IS?, the straight stalk better than the wobbly dream like blue one? i don't know yet. Looking. and her hair is just good enough now. how funny, to spend hours of a day on a few strands of hair....
the two leaves got washed and scrunched as best i could. they are Deb Lacativa's work. she irons stuff. i don't know why, but i love her anyway. no more no less. pinned here to that iris cloth that was Blue for a while only.
Second year Woad is getting it's bloom
Young Locust has the beginnings of blooms
Iris have managed 3 strong Electrical Storms/High Wind and maintain their integrity
Nothing with neighbor. She was gone today, with her son. Still gone. and i have been unable to stay away from the changes. Goats are really, ok. but in the place they are, they are continuing restless. Out where they WERE, there was room to invent activity. room to Run. room to Wander a little even. and i knew that this is pulling on me when i dreamed last night that i'd forgotten to feed some little ones. this is an old, longstanding dream. the circumstances of the dream changes, but it's the same theme. I'd forgotten some little ones. in the dream last night i think they were puppies. quite small, fluffy things. i think puppies. there were two. a light one and a honey colored tricolored one. they had become weak. and by feed, well, it's breast feeding. yes. i breast feed forgotten little ones in my dreams. over years. sometime, a lot of times, they are more like monkeys. but they are always animals. it's never human babies that i've forgotten. animals. and in the dreams i am just so glad that i still have milk. i can correct my negligence quickly. efficiently.
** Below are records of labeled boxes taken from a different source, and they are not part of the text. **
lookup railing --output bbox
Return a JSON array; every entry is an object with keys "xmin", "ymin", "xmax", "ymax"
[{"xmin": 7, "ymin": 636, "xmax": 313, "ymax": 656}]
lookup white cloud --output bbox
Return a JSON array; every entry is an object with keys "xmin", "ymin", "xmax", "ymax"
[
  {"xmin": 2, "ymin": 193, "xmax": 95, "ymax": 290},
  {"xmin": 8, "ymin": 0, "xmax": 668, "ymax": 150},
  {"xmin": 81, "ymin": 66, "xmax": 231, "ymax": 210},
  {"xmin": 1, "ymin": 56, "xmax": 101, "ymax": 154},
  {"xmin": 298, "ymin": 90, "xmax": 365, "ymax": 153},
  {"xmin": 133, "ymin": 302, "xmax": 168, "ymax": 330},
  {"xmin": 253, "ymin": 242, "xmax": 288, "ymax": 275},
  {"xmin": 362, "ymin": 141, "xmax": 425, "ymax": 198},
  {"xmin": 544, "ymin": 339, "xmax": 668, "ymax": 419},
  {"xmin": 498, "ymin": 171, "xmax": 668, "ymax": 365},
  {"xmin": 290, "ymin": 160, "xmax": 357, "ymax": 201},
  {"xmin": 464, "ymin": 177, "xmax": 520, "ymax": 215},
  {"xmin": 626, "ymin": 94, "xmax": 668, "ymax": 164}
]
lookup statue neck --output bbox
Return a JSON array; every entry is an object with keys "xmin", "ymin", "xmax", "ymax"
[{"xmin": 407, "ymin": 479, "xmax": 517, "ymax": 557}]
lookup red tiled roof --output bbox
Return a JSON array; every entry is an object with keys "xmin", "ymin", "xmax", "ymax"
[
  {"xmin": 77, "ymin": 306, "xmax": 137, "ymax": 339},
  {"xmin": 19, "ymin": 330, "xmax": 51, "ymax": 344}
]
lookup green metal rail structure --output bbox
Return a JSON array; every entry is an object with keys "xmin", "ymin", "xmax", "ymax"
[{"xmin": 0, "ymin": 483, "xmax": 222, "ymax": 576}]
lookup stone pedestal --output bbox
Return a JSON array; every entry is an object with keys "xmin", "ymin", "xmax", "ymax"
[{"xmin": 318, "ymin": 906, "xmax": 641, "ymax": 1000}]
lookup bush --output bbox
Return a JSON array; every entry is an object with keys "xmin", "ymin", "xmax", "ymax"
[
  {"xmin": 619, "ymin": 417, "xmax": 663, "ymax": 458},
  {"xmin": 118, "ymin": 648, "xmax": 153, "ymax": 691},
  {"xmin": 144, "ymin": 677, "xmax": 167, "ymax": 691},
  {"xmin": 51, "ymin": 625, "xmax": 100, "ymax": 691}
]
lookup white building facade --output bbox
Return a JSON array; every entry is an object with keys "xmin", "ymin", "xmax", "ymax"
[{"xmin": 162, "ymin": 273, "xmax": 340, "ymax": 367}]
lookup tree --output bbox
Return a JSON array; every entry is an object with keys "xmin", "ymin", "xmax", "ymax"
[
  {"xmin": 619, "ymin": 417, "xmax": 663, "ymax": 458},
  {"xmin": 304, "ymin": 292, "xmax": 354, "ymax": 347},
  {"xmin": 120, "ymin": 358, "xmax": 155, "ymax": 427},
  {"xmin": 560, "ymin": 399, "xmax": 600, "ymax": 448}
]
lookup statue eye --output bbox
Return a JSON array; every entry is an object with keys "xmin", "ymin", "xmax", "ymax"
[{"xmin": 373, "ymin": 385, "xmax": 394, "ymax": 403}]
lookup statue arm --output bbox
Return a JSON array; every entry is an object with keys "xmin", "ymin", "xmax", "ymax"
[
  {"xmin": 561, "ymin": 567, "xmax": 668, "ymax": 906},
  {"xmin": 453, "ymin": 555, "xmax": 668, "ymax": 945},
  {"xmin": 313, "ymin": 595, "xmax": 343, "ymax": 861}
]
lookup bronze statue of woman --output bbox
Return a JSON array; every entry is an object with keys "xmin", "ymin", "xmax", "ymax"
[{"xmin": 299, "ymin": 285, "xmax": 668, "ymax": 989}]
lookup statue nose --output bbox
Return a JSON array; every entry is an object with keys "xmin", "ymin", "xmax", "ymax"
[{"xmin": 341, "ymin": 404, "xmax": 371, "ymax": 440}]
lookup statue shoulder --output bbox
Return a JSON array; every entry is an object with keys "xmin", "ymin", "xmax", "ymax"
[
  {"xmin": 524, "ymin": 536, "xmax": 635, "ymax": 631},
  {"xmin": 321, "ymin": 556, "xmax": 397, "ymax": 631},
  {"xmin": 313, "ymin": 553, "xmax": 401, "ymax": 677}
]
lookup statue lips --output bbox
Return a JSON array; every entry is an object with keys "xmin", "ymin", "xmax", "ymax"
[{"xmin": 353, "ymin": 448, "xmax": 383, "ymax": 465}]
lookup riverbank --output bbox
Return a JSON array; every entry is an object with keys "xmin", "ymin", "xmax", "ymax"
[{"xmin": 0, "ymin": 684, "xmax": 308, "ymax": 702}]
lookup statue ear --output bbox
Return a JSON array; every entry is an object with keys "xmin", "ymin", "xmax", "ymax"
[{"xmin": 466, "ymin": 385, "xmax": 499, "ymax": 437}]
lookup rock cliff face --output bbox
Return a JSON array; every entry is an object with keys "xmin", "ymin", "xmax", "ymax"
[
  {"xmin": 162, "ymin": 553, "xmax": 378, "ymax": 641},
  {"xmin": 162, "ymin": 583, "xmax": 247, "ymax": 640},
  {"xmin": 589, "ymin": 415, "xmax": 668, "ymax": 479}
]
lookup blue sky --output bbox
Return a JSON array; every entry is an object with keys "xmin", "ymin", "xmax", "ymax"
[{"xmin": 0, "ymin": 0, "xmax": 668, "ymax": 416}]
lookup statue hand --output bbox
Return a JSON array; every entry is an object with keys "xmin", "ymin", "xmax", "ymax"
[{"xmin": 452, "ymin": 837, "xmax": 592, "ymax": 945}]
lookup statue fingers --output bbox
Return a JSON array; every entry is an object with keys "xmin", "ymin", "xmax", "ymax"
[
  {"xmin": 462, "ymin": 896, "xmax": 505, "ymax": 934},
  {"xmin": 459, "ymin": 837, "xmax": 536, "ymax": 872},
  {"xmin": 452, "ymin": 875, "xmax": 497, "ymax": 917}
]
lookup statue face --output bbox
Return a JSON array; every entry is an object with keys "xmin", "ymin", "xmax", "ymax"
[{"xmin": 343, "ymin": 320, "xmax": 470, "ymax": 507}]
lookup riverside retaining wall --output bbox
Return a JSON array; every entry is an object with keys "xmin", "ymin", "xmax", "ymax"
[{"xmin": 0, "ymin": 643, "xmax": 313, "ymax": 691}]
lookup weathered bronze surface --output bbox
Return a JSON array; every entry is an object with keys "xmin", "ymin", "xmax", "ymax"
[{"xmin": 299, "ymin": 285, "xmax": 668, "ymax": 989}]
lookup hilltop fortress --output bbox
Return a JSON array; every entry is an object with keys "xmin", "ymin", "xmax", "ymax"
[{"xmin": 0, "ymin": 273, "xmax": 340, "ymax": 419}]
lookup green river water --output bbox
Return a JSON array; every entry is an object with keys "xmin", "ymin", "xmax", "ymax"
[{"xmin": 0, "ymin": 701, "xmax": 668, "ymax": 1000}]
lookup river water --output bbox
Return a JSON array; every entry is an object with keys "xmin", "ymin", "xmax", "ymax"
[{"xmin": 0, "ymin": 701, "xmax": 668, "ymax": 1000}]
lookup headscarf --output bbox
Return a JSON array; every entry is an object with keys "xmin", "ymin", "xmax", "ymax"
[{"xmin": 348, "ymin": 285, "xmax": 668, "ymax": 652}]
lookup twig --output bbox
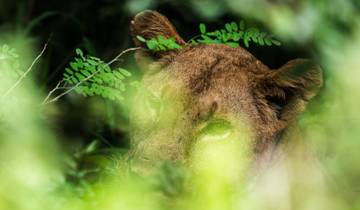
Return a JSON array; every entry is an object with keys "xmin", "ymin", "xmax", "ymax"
[
  {"xmin": 107, "ymin": 47, "xmax": 141, "ymax": 65},
  {"xmin": 3, "ymin": 41, "xmax": 49, "ymax": 98},
  {"xmin": 42, "ymin": 80, "xmax": 64, "ymax": 104},
  {"xmin": 42, "ymin": 47, "xmax": 141, "ymax": 105},
  {"xmin": 42, "ymin": 70, "xmax": 100, "ymax": 105}
]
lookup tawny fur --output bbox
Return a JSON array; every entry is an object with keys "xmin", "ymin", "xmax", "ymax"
[{"xmin": 131, "ymin": 11, "xmax": 323, "ymax": 167}]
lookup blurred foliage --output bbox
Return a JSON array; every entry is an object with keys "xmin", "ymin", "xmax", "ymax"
[{"xmin": 0, "ymin": 0, "xmax": 360, "ymax": 210}]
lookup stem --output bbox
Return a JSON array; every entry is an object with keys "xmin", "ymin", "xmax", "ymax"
[
  {"xmin": 42, "ymin": 47, "xmax": 141, "ymax": 105},
  {"xmin": 3, "ymin": 42, "xmax": 48, "ymax": 98},
  {"xmin": 107, "ymin": 47, "xmax": 141, "ymax": 65}
]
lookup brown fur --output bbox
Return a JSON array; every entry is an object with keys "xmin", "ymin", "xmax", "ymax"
[{"xmin": 131, "ymin": 11, "xmax": 322, "ymax": 170}]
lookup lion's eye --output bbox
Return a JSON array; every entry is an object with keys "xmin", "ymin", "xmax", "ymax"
[{"xmin": 197, "ymin": 119, "xmax": 234, "ymax": 141}]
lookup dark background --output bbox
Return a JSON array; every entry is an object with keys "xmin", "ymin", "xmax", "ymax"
[{"xmin": 0, "ymin": 0, "xmax": 313, "ymax": 152}]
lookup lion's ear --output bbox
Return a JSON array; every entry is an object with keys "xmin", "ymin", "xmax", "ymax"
[
  {"xmin": 259, "ymin": 59, "xmax": 323, "ymax": 122},
  {"xmin": 131, "ymin": 10, "xmax": 185, "ymax": 49},
  {"xmin": 130, "ymin": 10, "xmax": 186, "ymax": 71}
]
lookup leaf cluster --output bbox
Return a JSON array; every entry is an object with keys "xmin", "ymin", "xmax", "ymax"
[
  {"xmin": 0, "ymin": 45, "xmax": 24, "ymax": 79},
  {"xmin": 63, "ymin": 49, "xmax": 131, "ymax": 101},
  {"xmin": 136, "ymin": 21, "xmax": 281, "ymax": 52},
  {"xmin": 137, "ymin": 35, "xmax": 181, "ymax": 52},
  {"xmin": 191, "ymin": 21, "xmax": 281, "ymax": 48}
]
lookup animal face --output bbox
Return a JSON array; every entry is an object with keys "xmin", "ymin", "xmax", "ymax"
[{"xmin": 127, "ymin": 11, "xmax": 322, "ymax": 172}]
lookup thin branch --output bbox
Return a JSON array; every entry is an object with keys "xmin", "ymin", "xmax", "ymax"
[
  {"xmin": 42, "ymin": 69, "xmax": 100, "ymax": 105},
  {"xmin": 3, "ymin": 42, "xmax": 48, "ymax": 98},
  {"xmin": 107, "ymin": 47, "xmax": 141, "ymax": 65},
  {"xmin": 42, "ymin": 80, "xmax": 64, "ymax": 104},
  {"xmin": 42, "ymin": 47, "xmax": 141, "ymax": 105}
]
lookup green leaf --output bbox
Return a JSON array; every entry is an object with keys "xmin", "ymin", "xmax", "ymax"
[
  {"xmin": 264, "ymin": 36, "xmax": 272, "ymax": 46},
  {"xmin": 231, "ymin": 22, "xmax": 239, "ymax": 31},
  {"xmin": 65, "ymin": 68, "xmax": 74, "ymax": 75},
  {"xmin": 199, "ymin": 23, "xmax": 206, "ymax": 34},
  {"xmin": 271, "ymin": 39, "xmax": 281, "ymax": 46},
  {"xmin": 119, "ymin": 68, "xmax": 131, "ymax": 77},
  {"xmin": 225, "ymin": 42, "xmax": 240, "ymax": 48},
  {"xmin": 239, "ymin": 20, "xmax": 245, "ymax": 31},
  {"xmin": 136, "ymin": 35, "xmax": 146, "ymax": 43},
  {"xmin": 225, "ymin": 23, "xmax": 232, "ymax": 32}
]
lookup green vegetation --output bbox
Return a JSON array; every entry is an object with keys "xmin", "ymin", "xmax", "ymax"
[
  {"xmin": 64, "ymin": 49, "xmax": 131, "ymax": 100},
  {"xmin": 137, "ymin": 21, "xmax": 281, "ymax": 52},
  {"xmin": 0, "ymin": 0, "xmax": 360, "ymax": 210}
]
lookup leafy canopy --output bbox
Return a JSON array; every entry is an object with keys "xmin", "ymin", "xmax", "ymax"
[
  {"xmin": 137, "ymin": 21, "xmax": 281, "ymax": 52},
  {"xmin": 63, "ymin": 49, "xmax": 131, "ymax": 100}
]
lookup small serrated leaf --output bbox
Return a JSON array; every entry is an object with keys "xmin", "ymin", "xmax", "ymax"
[
  {"xmin": 136, "ymin": 35, "xmax": 146, "ymax": 43},
  {"xmin": 199, "ymin": 23, "xmax": 206, "ymax": 34}
]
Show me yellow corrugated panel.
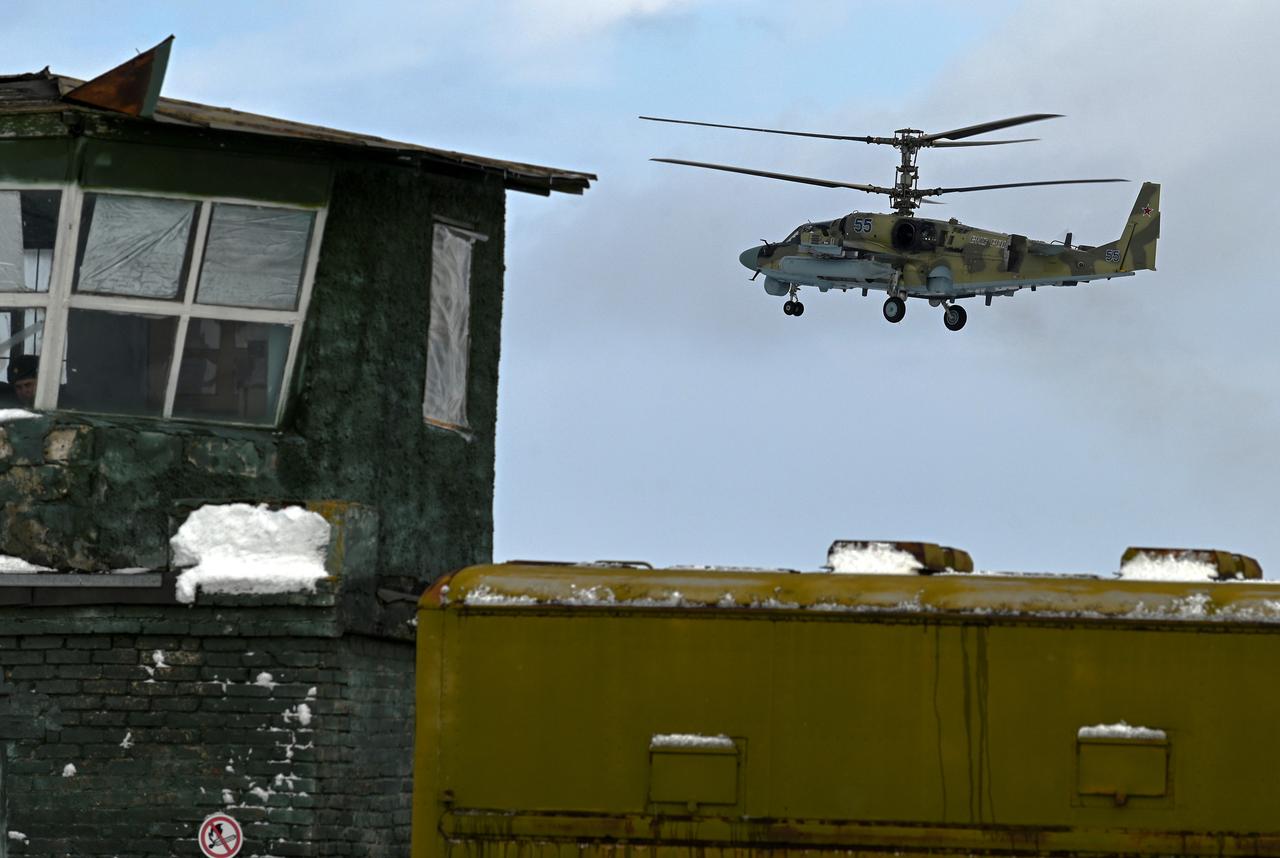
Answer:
[415,565,1280,858]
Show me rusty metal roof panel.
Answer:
[0,68,596,195]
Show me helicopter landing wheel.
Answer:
[942,304,969,330]
[884,296,906,324]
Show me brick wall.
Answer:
[0,592,413,858]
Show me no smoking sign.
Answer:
[196,813,244,858]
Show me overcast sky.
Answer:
[10,0,1280,576]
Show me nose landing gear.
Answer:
[782,284,804,316]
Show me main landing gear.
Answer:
[942,304,969,330]
[884,295,906,324]
[782,286,804,316]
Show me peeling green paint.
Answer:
[0,163,506,589]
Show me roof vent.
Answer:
[827,539,973,575]
[1120,548,1262,581]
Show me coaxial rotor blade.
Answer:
[640,117,893,143]
[920,113,1062,145]
[649,158,893,193]
[932,137,1039,149]
[919,179,1129,197]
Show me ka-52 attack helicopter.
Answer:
[640,113,1160,330]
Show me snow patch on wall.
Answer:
[649,733,733,750]
[1120,553,1217,581]
[827,542,924,575]
[1075,721,1167,740]
[0,554,54,572]
[170,503,329,603]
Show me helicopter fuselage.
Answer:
[740,211,1133,302]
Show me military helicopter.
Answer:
[640,113,1160,330]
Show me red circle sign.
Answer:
[196,813,244,858]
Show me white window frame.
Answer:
[0,182,329,429]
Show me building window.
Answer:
[422,223,485,432]
[0,186,325,425]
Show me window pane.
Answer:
[0,307,45,409]
[58,310,178,416]
[196,202,315,310]
[76,193,196,298]
[0,191,63,292]
[173,319,292,423]
[422,224,475,428]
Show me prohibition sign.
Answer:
[196,813,244,858]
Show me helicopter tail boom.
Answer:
[1080,182,1160,274]
[1119,182,1160,271]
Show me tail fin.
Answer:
[1116,182,1160,271]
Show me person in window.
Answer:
[0,355,40,409]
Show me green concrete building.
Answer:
[0,41,595,858]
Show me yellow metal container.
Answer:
[413,565,1280,858]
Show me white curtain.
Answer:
[77,193,196,298]
[422,223,477,429]
[0,191,27,292]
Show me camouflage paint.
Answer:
[740,182,1160,301]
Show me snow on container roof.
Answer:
[420,563,1280,624]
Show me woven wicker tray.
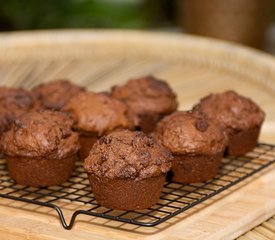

so...this dream. it's been a while. really, a long time since one of those. but there it was. last night.
and also, same dream, Gideon, the big beauty full old buck Goat here, just as kind of an aside to what was Central in the dream moment, big old buck Goat Gideon out of the blue did a triple back flip. TRIPLE. it was totally amazing to see...this big old Goat rising into the air and spinning 3 times. he crash landed, but didn't mind that. he was fine. he loved that he flipped so well.
so, about Rearranging...thinking about the dream, listening to the discomfort of the Goats, moving through the day with this kind of energy going, it occured to me that the reason i am feeling what i am feeling is that i had gotten used to things going relatively Ok. with seeing a need and then figuring out a way to find a , a, well, fix. find a way. and i am in a place right now where that fix is interdependant with my neighbor.
and then, the 3 Electrical Storms and their RAIN, which the Earth here so desperately needs...caused the roof in the Room to leak. the quick fix that Paul Who Can Do Anything did wasn't enough. and at the time, he said that. it might not work. it isn't.
so i thought today...how can i work this? and it occured to me that i can at Least THINK differently. So, for now, i am going to rearrange things. i am going to go under the assumtion that things might be Ify. and IF there are days, like spans of time, when things are OK or GOOD, i will be Very Gratefull. but i won't Expect that. i will expect, at best, neutral. just neutral....days of one hoof in front of the other. and will watch this. see how it goes.